One of my favorite authors is Neil Gaiman. He wrote some of my favorites, including Coraline, The Graveyard Book and Neverwhere. He writes a blog at http://journal.neilgaiman.com/ which I stumbled across today while reading another blog. In scanning through a question, and the subsequent answer, caught my eye and gave me one of those pauses.
It was this:
If you could choose a quote – either by you or another author – to be inscribed on the wall of a public library children’s area, what would it be?
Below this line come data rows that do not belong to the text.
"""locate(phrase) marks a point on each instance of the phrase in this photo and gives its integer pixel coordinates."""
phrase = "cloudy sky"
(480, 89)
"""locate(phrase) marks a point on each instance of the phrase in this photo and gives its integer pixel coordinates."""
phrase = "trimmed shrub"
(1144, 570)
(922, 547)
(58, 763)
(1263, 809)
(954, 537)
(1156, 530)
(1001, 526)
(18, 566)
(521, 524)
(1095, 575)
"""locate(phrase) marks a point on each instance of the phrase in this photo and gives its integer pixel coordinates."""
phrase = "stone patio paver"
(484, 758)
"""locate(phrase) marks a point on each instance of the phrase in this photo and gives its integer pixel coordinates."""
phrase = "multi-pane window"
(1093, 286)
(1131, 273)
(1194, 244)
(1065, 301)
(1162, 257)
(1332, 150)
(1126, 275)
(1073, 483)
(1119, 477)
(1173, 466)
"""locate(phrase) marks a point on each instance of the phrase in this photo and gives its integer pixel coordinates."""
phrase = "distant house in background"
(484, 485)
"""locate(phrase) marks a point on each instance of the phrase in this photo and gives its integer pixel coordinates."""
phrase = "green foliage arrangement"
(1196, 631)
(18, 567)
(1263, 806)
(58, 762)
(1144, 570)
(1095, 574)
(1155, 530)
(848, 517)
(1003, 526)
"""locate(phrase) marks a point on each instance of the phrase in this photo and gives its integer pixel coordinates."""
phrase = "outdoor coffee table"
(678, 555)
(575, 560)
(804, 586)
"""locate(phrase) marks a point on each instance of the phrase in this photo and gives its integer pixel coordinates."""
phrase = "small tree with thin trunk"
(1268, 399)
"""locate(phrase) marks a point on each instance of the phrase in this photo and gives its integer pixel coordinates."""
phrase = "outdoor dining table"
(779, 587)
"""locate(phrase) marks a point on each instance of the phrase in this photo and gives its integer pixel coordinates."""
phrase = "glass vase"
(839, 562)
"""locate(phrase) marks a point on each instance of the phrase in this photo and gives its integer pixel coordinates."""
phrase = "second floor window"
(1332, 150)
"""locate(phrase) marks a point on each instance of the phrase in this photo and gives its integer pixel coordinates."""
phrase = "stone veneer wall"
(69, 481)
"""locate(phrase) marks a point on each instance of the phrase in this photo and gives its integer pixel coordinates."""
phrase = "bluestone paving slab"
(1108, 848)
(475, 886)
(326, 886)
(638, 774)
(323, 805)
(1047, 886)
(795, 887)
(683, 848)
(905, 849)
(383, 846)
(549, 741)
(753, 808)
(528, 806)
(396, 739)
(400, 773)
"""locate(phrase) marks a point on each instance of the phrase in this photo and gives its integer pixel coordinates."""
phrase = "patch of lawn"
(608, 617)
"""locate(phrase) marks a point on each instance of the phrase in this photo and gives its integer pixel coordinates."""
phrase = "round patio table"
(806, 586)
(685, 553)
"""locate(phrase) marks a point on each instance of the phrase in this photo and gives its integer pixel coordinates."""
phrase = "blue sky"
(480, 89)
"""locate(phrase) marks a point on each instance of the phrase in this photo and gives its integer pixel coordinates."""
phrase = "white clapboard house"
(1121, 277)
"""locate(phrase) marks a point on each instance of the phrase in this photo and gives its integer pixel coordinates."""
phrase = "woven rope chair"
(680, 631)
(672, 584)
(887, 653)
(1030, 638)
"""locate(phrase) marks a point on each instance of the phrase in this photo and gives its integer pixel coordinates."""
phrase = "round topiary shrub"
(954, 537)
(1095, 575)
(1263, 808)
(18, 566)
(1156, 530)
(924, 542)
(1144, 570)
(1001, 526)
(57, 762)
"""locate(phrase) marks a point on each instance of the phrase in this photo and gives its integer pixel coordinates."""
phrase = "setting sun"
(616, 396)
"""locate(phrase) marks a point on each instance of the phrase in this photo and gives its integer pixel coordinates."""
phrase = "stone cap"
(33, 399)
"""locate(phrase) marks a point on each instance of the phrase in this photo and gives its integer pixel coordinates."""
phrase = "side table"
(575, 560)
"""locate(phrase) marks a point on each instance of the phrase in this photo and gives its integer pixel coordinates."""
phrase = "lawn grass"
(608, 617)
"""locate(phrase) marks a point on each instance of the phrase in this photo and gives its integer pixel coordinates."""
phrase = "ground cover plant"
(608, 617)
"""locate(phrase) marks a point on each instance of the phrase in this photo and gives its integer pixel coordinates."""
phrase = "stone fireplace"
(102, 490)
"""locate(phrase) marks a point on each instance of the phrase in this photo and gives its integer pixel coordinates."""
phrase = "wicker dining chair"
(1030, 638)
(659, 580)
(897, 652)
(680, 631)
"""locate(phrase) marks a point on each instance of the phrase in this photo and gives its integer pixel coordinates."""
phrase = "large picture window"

I’m not sure I’d put a quote up, if it was me, and I had a library wall to deface. I think I’d just remind people of the power of stories, of why they exist in the first place. I’d put up the four words that anyone telling a story wants to hear. The ones that show that it’s working, and that pages will be turned:
“…and then what happened?“
I love when a writer (or anyone with an incredible ability to use words) is able to so completely and simplistically sum up what both a storyteller and a story listener understand. Some of my most precious memories, especially in these most recent years, are looking at the eyes of Cole and Grace as they watch me and I spin a story about a silly boy and girl, or whatever strikes my fancy at the time.
And it got me thinking.. especially as this time of year comes around and we’re caught up in the decorations and the present buying and the festivities and parties..how simple of a story it was, especially to a child. I tell Cole and Grace about the donkey and Joseph and Mary and the baby born in a manger and their eyes light up with the wonder of it all. I can see them thinking about the starlight, and the animals, and the precious little baby.
But my favorite part is at the end of the story.. when we discuss the baby being given the gifts by the wise men. Nothing makes my heart swell more to hear them both ask me, “and then what happened?“.